Even common, easily accessible household items, like computer cleaner, nail polish remover and spray paint, have been turned into drugs of choice. These brain-damaging addictions can become fatal, but they aren’t obvious paraphernalia as is a needle and syringe. In my day, we didn’t have computer cleaner because no one owned a computer.
I was in school in an era of “Children will be children” when it came to bullying. Today, there is an entirely new level of bullying. Social media and texting are tools that weren’t around 30 years ago. Unlike face-to-face confrontations, uncomfortable whispers or mean written notes, what is written on social media stays out there forever. And, just like a horrific disease, it spreads virally. Sadly, it has taken school shootings and bullying-related suicides to deepen our attention as a society to the risk that bullying poses to students. We realize that the adage, “Children will be children” is unacceptable.
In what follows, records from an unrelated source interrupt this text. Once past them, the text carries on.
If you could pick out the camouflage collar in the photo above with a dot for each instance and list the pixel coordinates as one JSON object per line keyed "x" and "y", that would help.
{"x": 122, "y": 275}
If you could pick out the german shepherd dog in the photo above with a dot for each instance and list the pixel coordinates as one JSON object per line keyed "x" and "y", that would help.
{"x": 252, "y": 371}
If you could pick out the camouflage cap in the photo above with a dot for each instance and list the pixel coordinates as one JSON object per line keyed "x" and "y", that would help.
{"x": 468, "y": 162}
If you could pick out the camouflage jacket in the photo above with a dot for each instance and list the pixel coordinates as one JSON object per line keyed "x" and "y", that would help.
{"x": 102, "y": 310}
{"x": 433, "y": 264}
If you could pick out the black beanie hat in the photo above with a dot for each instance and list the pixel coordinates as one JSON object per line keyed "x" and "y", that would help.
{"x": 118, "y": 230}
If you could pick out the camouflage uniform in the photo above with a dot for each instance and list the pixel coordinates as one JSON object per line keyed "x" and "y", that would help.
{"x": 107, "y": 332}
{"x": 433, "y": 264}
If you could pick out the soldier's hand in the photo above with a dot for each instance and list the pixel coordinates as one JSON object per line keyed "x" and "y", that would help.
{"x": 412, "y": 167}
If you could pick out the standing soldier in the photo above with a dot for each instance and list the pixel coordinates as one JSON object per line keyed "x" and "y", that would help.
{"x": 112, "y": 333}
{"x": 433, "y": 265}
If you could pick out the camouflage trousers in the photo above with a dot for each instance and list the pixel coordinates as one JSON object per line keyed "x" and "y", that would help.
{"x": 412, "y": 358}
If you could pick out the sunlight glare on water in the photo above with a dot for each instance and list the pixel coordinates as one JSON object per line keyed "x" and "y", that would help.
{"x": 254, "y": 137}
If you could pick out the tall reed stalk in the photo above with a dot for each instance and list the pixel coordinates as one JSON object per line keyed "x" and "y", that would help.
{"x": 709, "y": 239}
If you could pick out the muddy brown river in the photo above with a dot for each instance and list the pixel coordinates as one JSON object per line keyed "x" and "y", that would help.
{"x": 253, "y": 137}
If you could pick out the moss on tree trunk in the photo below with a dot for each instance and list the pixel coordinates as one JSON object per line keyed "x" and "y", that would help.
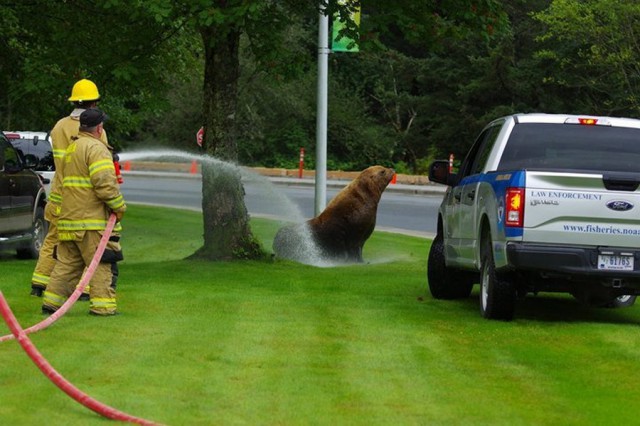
{"x": 227, "y": 234}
Still, even with the adult awareness of the problem and attempts to eliminate it, it is likely that in every neighborhood, in every school, a child is being bullied.
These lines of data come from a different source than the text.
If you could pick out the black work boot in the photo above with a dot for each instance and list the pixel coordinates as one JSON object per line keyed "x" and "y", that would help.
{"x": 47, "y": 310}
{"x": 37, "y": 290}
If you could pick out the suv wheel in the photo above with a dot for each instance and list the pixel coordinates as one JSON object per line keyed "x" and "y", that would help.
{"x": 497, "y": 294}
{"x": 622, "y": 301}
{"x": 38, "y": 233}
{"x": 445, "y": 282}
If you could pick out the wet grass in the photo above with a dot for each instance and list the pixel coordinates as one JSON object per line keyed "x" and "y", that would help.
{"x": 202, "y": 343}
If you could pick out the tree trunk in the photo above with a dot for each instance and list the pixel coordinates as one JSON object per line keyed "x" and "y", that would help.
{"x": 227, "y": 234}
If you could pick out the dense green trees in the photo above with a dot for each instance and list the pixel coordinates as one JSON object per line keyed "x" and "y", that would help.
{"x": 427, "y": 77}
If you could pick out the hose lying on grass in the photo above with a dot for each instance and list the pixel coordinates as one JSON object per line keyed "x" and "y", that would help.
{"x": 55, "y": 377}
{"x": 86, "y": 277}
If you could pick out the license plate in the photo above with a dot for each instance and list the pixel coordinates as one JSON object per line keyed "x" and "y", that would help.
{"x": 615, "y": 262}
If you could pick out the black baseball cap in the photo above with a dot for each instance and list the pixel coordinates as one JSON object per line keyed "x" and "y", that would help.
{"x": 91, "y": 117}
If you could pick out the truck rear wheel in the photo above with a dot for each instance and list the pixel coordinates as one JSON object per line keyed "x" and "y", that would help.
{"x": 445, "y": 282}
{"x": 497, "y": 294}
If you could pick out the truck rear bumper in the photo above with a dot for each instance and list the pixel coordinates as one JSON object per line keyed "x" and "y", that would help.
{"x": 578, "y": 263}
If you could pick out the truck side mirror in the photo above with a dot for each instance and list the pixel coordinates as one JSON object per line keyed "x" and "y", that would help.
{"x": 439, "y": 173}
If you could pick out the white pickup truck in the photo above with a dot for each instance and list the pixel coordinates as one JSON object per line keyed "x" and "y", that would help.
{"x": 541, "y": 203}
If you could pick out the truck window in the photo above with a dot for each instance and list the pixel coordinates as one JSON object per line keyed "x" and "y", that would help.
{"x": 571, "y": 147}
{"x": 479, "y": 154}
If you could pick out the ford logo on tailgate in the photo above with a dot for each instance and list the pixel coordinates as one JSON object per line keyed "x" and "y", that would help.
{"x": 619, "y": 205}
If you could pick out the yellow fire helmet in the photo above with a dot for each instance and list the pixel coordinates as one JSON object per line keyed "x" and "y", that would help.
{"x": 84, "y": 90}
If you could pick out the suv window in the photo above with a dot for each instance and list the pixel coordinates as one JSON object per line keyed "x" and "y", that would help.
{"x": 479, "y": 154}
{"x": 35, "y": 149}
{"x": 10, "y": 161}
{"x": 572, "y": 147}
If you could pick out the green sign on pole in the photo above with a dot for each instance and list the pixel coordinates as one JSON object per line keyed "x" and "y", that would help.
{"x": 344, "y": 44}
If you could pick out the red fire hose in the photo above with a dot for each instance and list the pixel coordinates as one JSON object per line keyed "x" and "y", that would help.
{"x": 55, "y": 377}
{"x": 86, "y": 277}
And, long gone are the days where the visibility of nudity was limited to glancing (when no one was looking) in the brown-wrapped packages at a book store or thumbing through National Geographic at the library for stories about reproduction or pygmies. The internet makes pornography highly accessible, and cell phones make it easy to sext – to send illicit photos or messages by phone.
Some may say it’s relative, that each generation has its own problems. Perhaps that’s true, but I feel like it was easier in those days. Maybe time paints a rosier picture of how things were, but I grew up with much hope and ambition for my future. I may have been super naïve, but I didn’t worry about terrorism, war or peer pressure to use drugs. I know these are on my daughters’ minds, because we talk about them. We travelled to Germany earlier in the summer, and we talked about our safety. Thirty years ago, that topic wouldn’t have been on my radar.
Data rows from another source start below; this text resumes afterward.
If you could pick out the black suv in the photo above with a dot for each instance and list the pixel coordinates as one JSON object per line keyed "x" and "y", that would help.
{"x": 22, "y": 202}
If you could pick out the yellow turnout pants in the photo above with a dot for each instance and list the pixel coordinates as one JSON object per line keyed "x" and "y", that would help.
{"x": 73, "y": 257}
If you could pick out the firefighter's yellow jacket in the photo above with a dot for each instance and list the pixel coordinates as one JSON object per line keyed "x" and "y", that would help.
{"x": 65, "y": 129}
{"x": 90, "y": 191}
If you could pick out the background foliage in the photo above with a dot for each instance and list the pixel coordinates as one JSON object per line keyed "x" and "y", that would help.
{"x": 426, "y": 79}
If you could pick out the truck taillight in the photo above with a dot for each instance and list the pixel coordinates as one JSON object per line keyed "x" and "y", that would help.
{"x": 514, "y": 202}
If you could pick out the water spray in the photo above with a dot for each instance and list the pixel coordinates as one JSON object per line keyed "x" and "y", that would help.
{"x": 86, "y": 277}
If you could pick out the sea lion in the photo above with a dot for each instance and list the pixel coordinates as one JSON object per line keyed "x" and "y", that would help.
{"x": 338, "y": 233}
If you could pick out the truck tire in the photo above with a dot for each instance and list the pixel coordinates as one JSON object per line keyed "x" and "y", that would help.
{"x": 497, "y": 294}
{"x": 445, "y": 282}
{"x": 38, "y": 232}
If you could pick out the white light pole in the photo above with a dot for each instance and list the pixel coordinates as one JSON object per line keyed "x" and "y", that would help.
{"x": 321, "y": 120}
Clearly, we have to be understanding of the worries and stressors our high schoolers face every day. I often go to The American Academy of Pediatrics for my parenting questions and information. I find great tips for opening a dialogue with my girls about topics that aren’t always easy to approach. Check out https://www.healthychildren.org/English/ages-stages/teen/dating-sex/pages/Helping-Teens-Resist-Sexual-Pressure.aspx, https://healthychildren.org/English/safety-prevention/at-play/Pages/Bullying-Its-Not-Ok.aspx, and https://www.healthychildren.org/English/ages-stages/teen/substance-abuse/Pages/Talking-to-Teens-About-Drugs-and-Alcohol.aspx for more information. As always, if you have worries about your child’s physical, social or mental health, talk to his or her physician.
Some days, I really wish that I could go back to a time when I didn’t have to worry about paying the mortgage or addressing the broken washing machine, and I’d give anything to have my mom’s meatloaf for dinner. But then, I’m sure if I could go back, I’d find I couldn’t wait to grow up.